Ein Mann mit Lederweste schiebt einen Schubkarren, neben ihm bereiten Frauen mit Schürzen und Kopftuch an einem im Sand stehenden Tisch Essen vor. Eine andere Frau wäscht auf dem Boden kniend Kleidungsstücke per Hand, im Hintergrund übergibt ein anlandender Fischer ein Netz. Nur ein paar Meter weiter entfernt reisen die Heiligen Drei Könige auf einem Boot an, während die Sonne zwischen den Felsen hinter dem Meereshorizont untergeht. Eigentlich dürften einige auf Mallorca aufgebaute Krippen nicht nur den Namen „Krippen" tragen, sondern müssten „Krippenlandschaften" heißen: Die Leidenschaft vieler Bewohner von Mallorca für die belenes ist so groß, dass sie in der Vorweihnachtszeit Tischtennisplatten oder zusammengeschobene Werkbänke bebauen und dann Verwandte und Freunde zum Bewundern ihrer Werke einladen. Auch in Klöstern, Kirchen und Rathäusern auf der Insel gibt es große Aufbauten zu bestaunen.
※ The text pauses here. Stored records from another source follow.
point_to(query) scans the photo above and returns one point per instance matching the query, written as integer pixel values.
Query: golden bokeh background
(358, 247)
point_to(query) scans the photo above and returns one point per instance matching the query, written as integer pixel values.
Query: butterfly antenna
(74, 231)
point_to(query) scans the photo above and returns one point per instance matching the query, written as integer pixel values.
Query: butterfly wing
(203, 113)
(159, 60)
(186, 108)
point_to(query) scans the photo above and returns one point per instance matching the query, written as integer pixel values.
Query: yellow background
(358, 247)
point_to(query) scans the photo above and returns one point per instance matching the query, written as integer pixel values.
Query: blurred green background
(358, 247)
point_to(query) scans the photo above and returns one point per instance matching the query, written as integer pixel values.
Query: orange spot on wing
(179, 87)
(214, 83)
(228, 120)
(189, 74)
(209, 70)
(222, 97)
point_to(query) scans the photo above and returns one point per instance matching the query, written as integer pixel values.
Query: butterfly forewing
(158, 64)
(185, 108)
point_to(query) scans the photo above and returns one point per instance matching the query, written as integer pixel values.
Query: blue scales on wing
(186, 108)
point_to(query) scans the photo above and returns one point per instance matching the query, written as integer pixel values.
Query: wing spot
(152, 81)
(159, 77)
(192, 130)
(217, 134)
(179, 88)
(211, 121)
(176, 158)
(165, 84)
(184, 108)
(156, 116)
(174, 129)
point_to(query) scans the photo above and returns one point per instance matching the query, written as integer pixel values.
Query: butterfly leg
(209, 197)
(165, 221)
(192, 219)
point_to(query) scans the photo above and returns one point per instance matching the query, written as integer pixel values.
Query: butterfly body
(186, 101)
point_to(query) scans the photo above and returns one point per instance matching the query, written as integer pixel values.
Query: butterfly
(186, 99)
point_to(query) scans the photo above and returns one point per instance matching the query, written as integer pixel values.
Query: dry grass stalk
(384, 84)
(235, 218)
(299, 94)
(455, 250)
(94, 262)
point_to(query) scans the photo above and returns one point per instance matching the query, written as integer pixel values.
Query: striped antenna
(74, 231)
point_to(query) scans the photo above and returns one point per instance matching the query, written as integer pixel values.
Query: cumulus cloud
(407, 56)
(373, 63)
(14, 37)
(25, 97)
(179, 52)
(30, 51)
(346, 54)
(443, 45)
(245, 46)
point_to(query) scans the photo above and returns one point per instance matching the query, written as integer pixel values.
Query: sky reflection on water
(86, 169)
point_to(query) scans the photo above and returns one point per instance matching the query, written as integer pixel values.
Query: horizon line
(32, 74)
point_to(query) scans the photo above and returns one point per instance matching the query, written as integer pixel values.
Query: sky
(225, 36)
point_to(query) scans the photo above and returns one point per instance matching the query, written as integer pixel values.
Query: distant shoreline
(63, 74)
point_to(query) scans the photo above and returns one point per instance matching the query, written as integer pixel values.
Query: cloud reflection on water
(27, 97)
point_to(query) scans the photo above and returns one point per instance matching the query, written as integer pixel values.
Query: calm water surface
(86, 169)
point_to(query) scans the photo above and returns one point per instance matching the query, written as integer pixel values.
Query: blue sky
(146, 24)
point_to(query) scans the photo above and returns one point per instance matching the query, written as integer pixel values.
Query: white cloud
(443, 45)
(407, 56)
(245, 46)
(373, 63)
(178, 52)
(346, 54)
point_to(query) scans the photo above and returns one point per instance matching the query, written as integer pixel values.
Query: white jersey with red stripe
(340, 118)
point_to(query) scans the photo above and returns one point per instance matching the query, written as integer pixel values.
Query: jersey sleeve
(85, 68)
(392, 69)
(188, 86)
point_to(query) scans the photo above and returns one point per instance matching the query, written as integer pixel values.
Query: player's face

Das nachempfundene Szenario zeigt längst nicht nur die Heilige Familie und die Hirten, sondern auch Alltagsszenen aus dem Leben traditioneller mallorquinischer Berufsgruppen, Traditionen sowie typische Landstriche der Insel, etwa der Sierra de Tramuntana oder der Küsten.

Hebräisch oder volkstümlich

„Es gibt hierzulande zwei Arten von Krippen: die klassischen hebräischen, in der die Figuren und die Landschaft im historischen Kontext von Bethlehem gezeigt werden, und die volkstümlichen, die Figuren in traditioneller Kleidung in mallorquinischen Landstrichen und vor im Miniaturstil nachempfundenen Gebäuden der Insel darstellen", erklärt Margalida Bover. Die 64-Jährige ist die Vorsitzende der Betlemistes, des mallorquinischen Vereins für Krippenbauer, einer von über 70 spanienweiten Vereinigungen.

Mit viel Hingabe und Liebe zum Detail gestaltet sie zusammen mit ihren 27 Vereinskollegen Jahr für Jahr Landschaften, die an verschiedenen Orten der Insel besichtigt werden können. Dieses Jahr sind es 18 Krippen. Die Hälfte von ihnen ist oder wird noch an bekannten Orten in Palma wie dem Kulturzentrum La Misericòrdia, dem Rathaus, dem Markt in Santa Catalina oder dem Palau del Consell aufgebaut, andere stehen in kleineren Orten wie Cala Ratjada oder Sóller. Schon lange vor Weihnachten treffen sich die Betlemistes, zeigen sich neue Techniken zum Figuren- und Landschaftsbau oder nehmen an nationalen oder internationalen Kongressen von Krippenbauern teil, um die dortigen Traditionen kennenzulernen. „Im Juni entscheiden wir, wer sich im aktuellen Jahr mit welcher Krippe beschäftigen wird, ob und wie wir einen der aufwendigen Entwürfe aus dem Vorjahr ein zweites Mal verwenden können. Ende Oktober beginnen wir dann schon mit dem Aufbauen", erzählt Bover.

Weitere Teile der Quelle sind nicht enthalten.